Agility has also become a bit of a buzzword lately, but for good reason. Learning how to translate the agility mindset into everyday work, being unafraid of making mistakes, and thinking on one’s feet are some of the most in-demand skills for the employees of tomorrow.
The rise of remote and hybrid work environments means companies now have multicultural, multi-generational, and diverse teams. With the rise of data usage globally, audiences and customer bases are becoming increasingly more diverse as well.
There are many ways to teach inclusion in the workplace. Start with some more general courses about the value of diversity and inclusion and then hone it down to specific issues, such as LGBTQ+ awareness.
What used to be a time consuming, expensive process, now is not that different from other soft skills training courses. Offering leadership training to more people will ensure your employees feel appreciated. It will give them confidence to grow — and you will have tomorrow’s leaders lined up.
Leadership training is a delicate process with many different moving parts. Offer diverse courses that will teach learners to lead with respect, energy, and commitment.
How to foster soft skills in the workplace
Simply offering training won’t cut it. To make sure your employees experience real growth (and that they’re applying that growth in their work), you need to make your work environment a conducive one.
Identify soft skills gaps
Like with any training, before you start, you need to identify your gaps. Due to the nature of soft skills, this process should be both self-reflective and based on dialogue and feedback. Offer your employees the tools (a survey, for instance) to reflect on which soft skills they’re good at and which are lacking. Combine their self-assessment with a round of 360-degree feedback.
Explain the benefits
People can be sceptical about soft skills training; they can view it as a hint that their personality ‘needs fixing’. Overcome this bias by explaining the benefits to them. Tell them how this training will give them an edge, make their daily interactions easier, and contribute to their overall growth.

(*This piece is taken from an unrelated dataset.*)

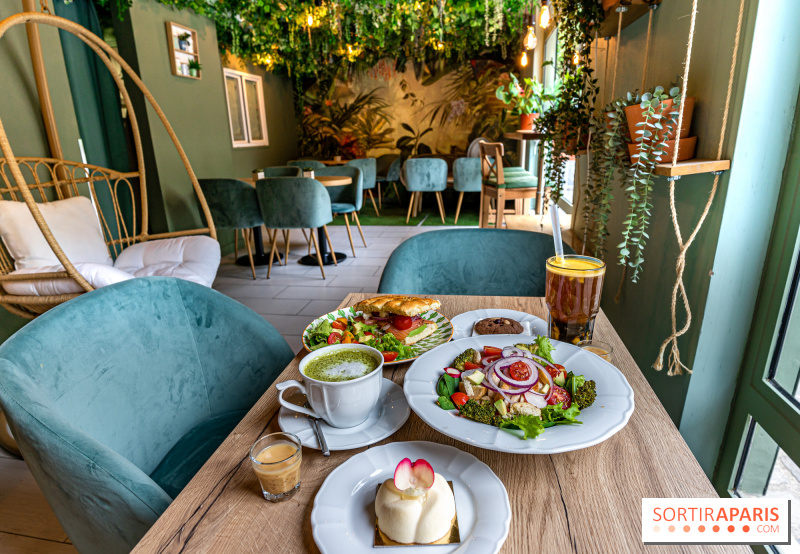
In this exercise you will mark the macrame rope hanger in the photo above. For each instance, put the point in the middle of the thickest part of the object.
(676, 367)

Make your culture speak for you
Now that they’ve done the introspective work, assure your employees that improving their soft skills will benefit them. Apart from offering continuous training (as you should), ensure that your company culture aligns with what you’re trying to tell your employees.
Are you fostering an environment of inclusion and diversity? Do you encourage employees to keep learning and growing? Do you promote cross-department communication? Do you value empathy and active listening? For soft skills in the workplace to stick, people need to use them often.
Leverage the right technology
Investing in the right LMS will make your training easier, faster, and more effective. Make sure the software you choose also has a mobile app so that your employees can keep learning wherever they are.
Be with them every step of the way
Offering feedback, and often, is the best way to help your employees develop their soft skills and use them on the job.
Soft skills are forever
When hiring new staff, focus on soft skills and mindset rather than technical skills. You can teach both soft and hard skills, but if employees are unwilling to learn to communicate, collaborate, embrace change and be inclusive, then they won’t make a good addition to your team.
The last decade has proven that hard skills can get quickly outdated. Soft skills and a continuous learning mindset are keys to long-term success, both for individuals and your organisation as a whole.